Delta Faucet Company is an American manufacturer of plumbing fixtures and plumbing materials. It is a subsidiary of Masco Corporation. It manufactures and markets faucets, kitchen sinks, bath/shower fixtures, steam showers, and water filtration units under the Delta, Brizo, Newport Brass, Kraus, and Peerless brand names.

== History ==
Delta Faucet Company is a division owned by Masco, which was founded in Detroit in 1929 by Armenian immigrant Alex Manoogian. In 1952, an eager inventor brought Manoogian his latest invention, a one-handled faucet that mixed both hot and cold water with a ball-valve. Unfortunately it leaked, but Manoogian was intrigued by the idea of utilizing hot and cold water with a single lever He therefore bought the faucet and its rights, improved it, and released it. The faucet remains successful, although other companies soon designed other single-handle faucets that didn't infringe Delta's patents.

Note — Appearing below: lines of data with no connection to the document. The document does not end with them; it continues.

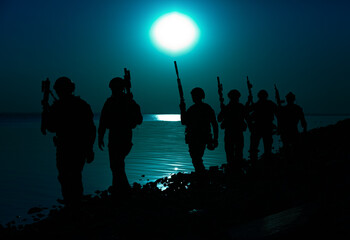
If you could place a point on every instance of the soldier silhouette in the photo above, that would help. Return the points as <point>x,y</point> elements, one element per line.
<point>290,116</point>
<point>262,115</point>
<point>233,117</point>
<point>71,119</point>
<point>120,114</point>
<point>199,119</point>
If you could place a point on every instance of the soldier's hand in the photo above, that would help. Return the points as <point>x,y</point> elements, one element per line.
<point>101,144</point>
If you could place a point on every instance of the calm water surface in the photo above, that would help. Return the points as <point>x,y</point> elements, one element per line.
<point>28,175</point>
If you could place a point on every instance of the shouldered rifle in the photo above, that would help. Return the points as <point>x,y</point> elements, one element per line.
<point>221,97</point>
<point>45,89</point>
<point>181,92</point>
<point>127,79</point>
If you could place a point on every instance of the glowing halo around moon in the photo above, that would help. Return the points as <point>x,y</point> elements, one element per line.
<point>174,33</point>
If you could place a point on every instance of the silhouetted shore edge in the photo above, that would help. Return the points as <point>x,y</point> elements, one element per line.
<point>309,194</point>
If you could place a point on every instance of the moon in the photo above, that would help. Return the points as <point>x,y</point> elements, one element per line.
<point>174,33</point>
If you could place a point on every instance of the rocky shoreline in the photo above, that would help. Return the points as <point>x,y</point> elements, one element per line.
<point>307,193</point>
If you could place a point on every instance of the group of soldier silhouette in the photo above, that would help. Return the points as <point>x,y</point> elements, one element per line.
<point>71,118</point>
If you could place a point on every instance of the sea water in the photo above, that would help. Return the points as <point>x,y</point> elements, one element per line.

In 1958, the company opened a manufacturing facility in Greensburg, Indiana. In 1976, another facility in Chickasha, Oklahoma was opened (The Chickasha facility closed in 2006), followed by Jackson, Tennessee in 1995. The company also operates manufacturing facilities in Santa Ana, California; Lapeer, Michigan; Morgantown, Kentucky; East Rutherford, New Jersey; and one outside the United States in Panyu, China. Delta Faucet Company is headquartered in Indianapolis, Indiana.

In 2011, Delta introduced the Touch2O and Touch2O.xt series of kitchen and bathroom faucets, the former with touch sensors and the latter designed for hands-free operation with capacitive sensors.

In 2017, Delta started manufacturing its first kitchen sinks.

In 2019, Delta introduced the VoiceIQ kitchen faucet, which can respond to voice commands via Amazon Alexa or Google Assistant. All Touch2O kitchen faucets manufactured since 2018 can be retrofitted with the VoiceIQ module to add VoiceIQ functionality to existing Touch2O faucets. Competitors include the U by Moen and the Kohler Sensate with Konnect smart kitchen faucets.

In 2020, Delta acquired the Kraus brand of plumbing fixtures, founded in 2007.

In February 2025, Masco folded Brasstech and the Newport Brass brand into its Delta Faucet division.